As guerras, as doenças e as catástrofes naturais com as suas mortes em série e em massa acrescentando a exibição pelos écrans do mundo, banalizaram a morte.
Penso que essa é uma das maiores tragédias dos nossos dias, pois a partida de um ser, de qualquer ser, seja ele humano ou animal, é equivalente à morte de uma estrela. Talvez a morte de um malmequer também o seja. O nascimento dos mesmos é igualmente um acontecimento cósmico, mas esse temos a oportunidade, ao longo da sua vida, de o reverenciar. Talvez não o façamos, mas temos a possibilidade de o fazer.
Já a morte retira totalmente do nosso convívio aquele que partiu, pelo que essa ante partida é a tal ponto majestosa e solene, cósmica e universal, grandiosa e cerimonial, única e ritual, que não sei como não ficamos de joelhos perante tal evento.
Mas o ser humano é tão frágil, tão pouco persistente na reverência, que Joseph Roth, o grande Moses Joseph Roth, escritor de origem judaica e de expressão alemã, nascido em Brody (na altura Império Austro-Húngaro, hoje Ucrânia) que teve a sua última respiração em Paris, no Maio de 1939 (a II Guerra Mundial iniciar-se-ia uns meses depois), escreveu em Judeus Errantes:
«Quando ocorre uma catástrofe, o abalo leva as pessoas em volta a serem prestáveis. É este o efeito das catástrofes agudas. É como se as pessoas soubessem que elas duram pouco tempo.

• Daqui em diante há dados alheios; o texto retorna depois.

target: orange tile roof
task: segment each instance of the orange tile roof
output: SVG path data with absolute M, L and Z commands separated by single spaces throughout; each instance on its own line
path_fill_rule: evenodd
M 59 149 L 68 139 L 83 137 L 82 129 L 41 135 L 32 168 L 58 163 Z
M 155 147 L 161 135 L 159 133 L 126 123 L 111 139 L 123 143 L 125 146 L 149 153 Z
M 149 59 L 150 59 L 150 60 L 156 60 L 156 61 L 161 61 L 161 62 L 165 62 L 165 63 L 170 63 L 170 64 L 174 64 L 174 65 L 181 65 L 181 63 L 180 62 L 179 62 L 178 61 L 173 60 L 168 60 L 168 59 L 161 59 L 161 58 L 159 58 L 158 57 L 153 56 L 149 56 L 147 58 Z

Mas os vizinhos toleram tão pouco as catástrofes crónicas que, lentamente, estas e as suas vítimas se tornam para eles indiferentes se não mesmo desagradáveis. O sentido da ordem, da regra e da lei está de tal maneira enraizado nas pessoas que estas se dispõem apenas a dedicar um curto período de tempo à excepção que foge à lei, à confusão, ao delírio e à loucura. Mas se o delírio dura muito tempo, os braços da ajuda enfraquecem, o fogo da misericórdia apaga-se. Habitua-se à sua própria infelicidade, por que razão não à infelicidade do próximo, em especial à infelicidade dos judeus?»
Neste caso, refere-se, claramente à situação dos judeus ashkenazi, ou judeus orientais, como lhes chama. Mas podemos aplicar o mesmo raciocínio aos povos africanos, nomeadamente à tragédia recente em Moçambique, concretamente em Cabo Delgado, que inicialmente gerou ondas de solidariedade e que não desapareceu, apenas foi… esquecida. Como é o caso dos ucranianos ou dos palestinianos, que embora não tenham a sua situação resolvida, desencadeiam em nós, pela impotência, uma espécie de alheamento ou desistência, não esquecendo os judeus que por esse mundo fora recomeçam a ser perseguidos por razões pelas quais não são responsáveis. Para já não falar das vítimas do massacre de 7 de Outubro.
Neste livro acima mencionado e citado, Roth faz uma comovente crónica dos judeus orientais, sem facciosismo, com muita sensibilidade e complexidade. Não tendo assistido ao rebentar da II Guerra, assistiu e viu o suficiente dos “preparativos” para isso lhe ser insuportável. Vai apoiar-se na escrita, como fazem tantos criadores, para suportar o mundo, e no álcool:
«Já não me entendo com o mundo… Penso que compreendo o mundo somente quando escrevo, e quando deixo de escrever sinto-me perdido. Provavelmente o álcool não é a causa, mas sim a consequência, o que aliás piora a situação.»
Também o corpo de Joseph Roth não suportou o embate continuado com a agressão que, juntamente com a escrita, o ajudou, durante algum tempo, a sobreviver ao horror. E partiu. Deixando, como escritor, um dos mais extraordinários legados do século XX.
Somos todos judeus errantes. Nesta viagem errática que é a vida, por vezes temos impulsos altruístas e heróicos que não podem durar sempre. São necessários, mas é bom manter um nível sereno de compaixão que possamos ir administrando quotidianamente. O próprio Roth explica, noutra passagem, este fenómeno tão humano:
«Uma vez no caminho da honestidade, nada me poderia deter. Fiquei embriagado de decência e sentimentos nobres, tal como antes me embriagara de maldade. Mais tarde, viria a descobrir que estes tipos de embriaguez não podem perdurar. É impossível permanecermos embriagados de decência e sentimentos nobres. A virtude está sempre sóbria.»
Convém que nos conheçamos. A escrita é uma forma de o fazer: «Penso que compreendo o mundo somente quando escrevo, e quando deixo de escrever sinto-me perdido». Palavras de Joseph Roth, que comungo. Mas existem muitas outras formas, a vida é pródiga em criatividade.
Cabe a cada um descobrir qual é a sua maneira de compreender o mundo, que é o mesmo que compreender-se a si mesmo.